DC: (Laughing) now that’s funny, where you getting your information from, Trish (Fougner)? Paul and I had lots of rivalries in the 1500 and the mile, he is one tough cookie. It was the Victoria road mile (down the middle of Douglas Street moments before the annual May holiday parade) and the last quarter mile is downhill, once you get him going downhill there is no stopping him. To clarify, it was actually me who was leading him into the back of the van, ha-ha!! But that tactic didn’t work, he won!!
CK: Did he not stop to move around you near the finish?
DC: No, I ran out of road and was forced to let him go by, ha-ha!!
CK: Who had better form?
DC: You kill me…in form do you mean who was in the best shape or who looked prettier ha-ha!! For both I would have to say ME!
CK: Apparently he ran like a spider – limbs everywhere, but he still won those six consecutive national cross titles. The Victoria Track Classic is having its 25th anniversary this year. Do you have fond memories of racing that meet?
DC: Wow that whole era and the evolution of Centennial stadium from a rubberised asphalt track to the track surface you have now. I actually thought that the track classic started before 1988 and was run on that old surface as well, but I could be wrong. Back to the question, during the late 80’s we had such a cohesive group of athletes both male and female, we were like one big dysfunctional family (ask Trish Fougner re: spaghetti).
It was always nice to have that one hometown meet where we could compete in front of our home fans. It was great for all of us to be able to compete against some of the best athletes in the world when otherwise you might not have the opportunity and in front of the people who support you and follow you throughout the years, it was pretty special. The best was noticing how much of an effect you had on the kids that you didn’t even knew who followed you and help build momentum for them to get excited about running. Those Victoria Track Classics were good times!!

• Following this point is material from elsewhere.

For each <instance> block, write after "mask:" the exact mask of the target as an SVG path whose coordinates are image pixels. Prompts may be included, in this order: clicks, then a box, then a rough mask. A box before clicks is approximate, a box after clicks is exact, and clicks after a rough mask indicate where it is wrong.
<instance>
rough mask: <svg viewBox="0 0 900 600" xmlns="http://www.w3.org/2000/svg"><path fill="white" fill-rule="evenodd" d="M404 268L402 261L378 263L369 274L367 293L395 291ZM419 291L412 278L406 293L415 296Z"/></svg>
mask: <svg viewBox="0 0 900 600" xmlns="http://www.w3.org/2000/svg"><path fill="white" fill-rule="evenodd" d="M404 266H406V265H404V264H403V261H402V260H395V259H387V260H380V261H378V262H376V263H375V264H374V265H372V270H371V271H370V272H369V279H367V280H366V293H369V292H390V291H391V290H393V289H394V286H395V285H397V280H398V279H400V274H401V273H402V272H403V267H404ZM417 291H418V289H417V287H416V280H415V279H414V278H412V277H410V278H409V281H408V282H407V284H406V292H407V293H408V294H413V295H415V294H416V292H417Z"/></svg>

CK: Apparently there is no irrefutable proof that Trish Fougner put spaghetti into your bed at the hotel. So the 80s, eh, who grew the best mullet?
Trish Fougner: As far as tossing spaghetti into Dave’s bed, he said he liked pasta, so the girls’ decided as a team that he should have some before he went to sleep. I was just the messenger!
DC: I see. Best mullet? That’s gotta be Keith Butler, he was always the crazy one.
CK: Do tell.
DC: Keith through our university days was our alternative dude, the quiet one with a wild side, ha-ha!!
CK: Do you enjoy running for leisure these days?
DC: Yes I do run a little bit, very sporadic but I at least get out once or twice a week.